Discussion: GOP Divided Over Using Budget Process To Attack O-Care

Yep.

But that’s not all! For absolutely no extra cost to the country, the Congressional GOP Congress promises to bring its entire power, to combine the focus of every single erpublican vote whether in the House or the Senate and hone them all down like a power beam into a frickin LASER towards doing nothing but returning to the president’s desk, again and again, the same House majority and the same less-than-two-thirds Senate majority vote supported bill repealing Obamacare, for whoever long Obama remains in office and do not one single thing otherwise except normal budgetary renewal and debt ceiling raises.

IOW just DARE - and double dare, and triple dare, and quadruple dare, etc etc etc, the president to keep vetoing the repeal of his signature eponymous legislation.
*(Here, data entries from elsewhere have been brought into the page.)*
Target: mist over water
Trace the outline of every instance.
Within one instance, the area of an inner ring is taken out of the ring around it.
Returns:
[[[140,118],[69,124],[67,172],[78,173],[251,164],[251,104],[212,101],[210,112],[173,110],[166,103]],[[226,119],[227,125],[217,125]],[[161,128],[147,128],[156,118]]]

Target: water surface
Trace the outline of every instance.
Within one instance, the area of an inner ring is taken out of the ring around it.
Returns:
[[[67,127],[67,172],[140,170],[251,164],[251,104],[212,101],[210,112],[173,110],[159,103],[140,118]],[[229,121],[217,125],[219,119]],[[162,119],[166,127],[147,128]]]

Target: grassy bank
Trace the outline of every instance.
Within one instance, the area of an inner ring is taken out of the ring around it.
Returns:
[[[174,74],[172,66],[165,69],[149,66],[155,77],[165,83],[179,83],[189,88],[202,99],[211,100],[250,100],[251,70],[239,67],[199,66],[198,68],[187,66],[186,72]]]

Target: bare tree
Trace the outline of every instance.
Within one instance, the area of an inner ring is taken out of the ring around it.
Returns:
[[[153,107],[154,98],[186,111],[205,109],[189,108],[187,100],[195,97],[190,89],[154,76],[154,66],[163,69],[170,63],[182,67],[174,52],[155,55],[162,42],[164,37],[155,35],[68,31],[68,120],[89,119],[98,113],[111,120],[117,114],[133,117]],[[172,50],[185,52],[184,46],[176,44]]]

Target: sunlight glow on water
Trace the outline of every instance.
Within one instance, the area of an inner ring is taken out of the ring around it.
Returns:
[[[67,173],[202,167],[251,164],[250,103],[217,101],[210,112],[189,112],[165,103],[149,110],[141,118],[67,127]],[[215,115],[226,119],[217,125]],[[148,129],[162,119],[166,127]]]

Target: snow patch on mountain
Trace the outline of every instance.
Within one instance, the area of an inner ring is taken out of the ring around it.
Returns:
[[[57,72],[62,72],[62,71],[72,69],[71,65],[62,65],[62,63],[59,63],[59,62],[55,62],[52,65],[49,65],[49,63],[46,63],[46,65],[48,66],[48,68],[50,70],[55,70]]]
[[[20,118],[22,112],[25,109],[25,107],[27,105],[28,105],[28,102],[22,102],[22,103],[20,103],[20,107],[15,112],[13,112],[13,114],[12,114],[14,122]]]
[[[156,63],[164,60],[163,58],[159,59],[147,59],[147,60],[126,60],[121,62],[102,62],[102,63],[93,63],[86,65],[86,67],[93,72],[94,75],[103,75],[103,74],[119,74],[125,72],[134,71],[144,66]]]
He’ll back down sure.

“The only way to do entitlement eligibility changes is on a bipartisan basis,” Senate Majority Leader Mitch McConnell, R-Ky., said Thursday at a news conference at a GOP issues retreat in Hershey, Pa. “We do not intend to be offering unilateral, one party-only entitlement eligibility changes.”

I may be a bit slow after a tough weekend, but does anybody else read this as McConnell’s calling the House idiots for setting up a battle over SS with their rule prohibiting transfers from the trust fund to the disability program without paying for them? Or was he just deflecting? But I don’t think McConnell’s ever used the language of the established and popular safety-net programs to refer to the ACA. Anyone know what question he was answering?

The GOP better not screw around too much. They should remember that they have to now prove they can govern. I don’t think they can govern. if they screw around they will end up painting themselves into a corner they cannot get out of.

The terrapin could have just been flapping his jaws.

I’m with you in that I’m having a hard time reading Mitch on this. It might be part trying to rein in a restive caucus, holding his fire over the implications of a Supreme Court ruling that stripped away subsidies and directed Congress to provide a rememdy, and trepidation about the prospect of yet another bombshell being dropped at the State of the Union tomorrow.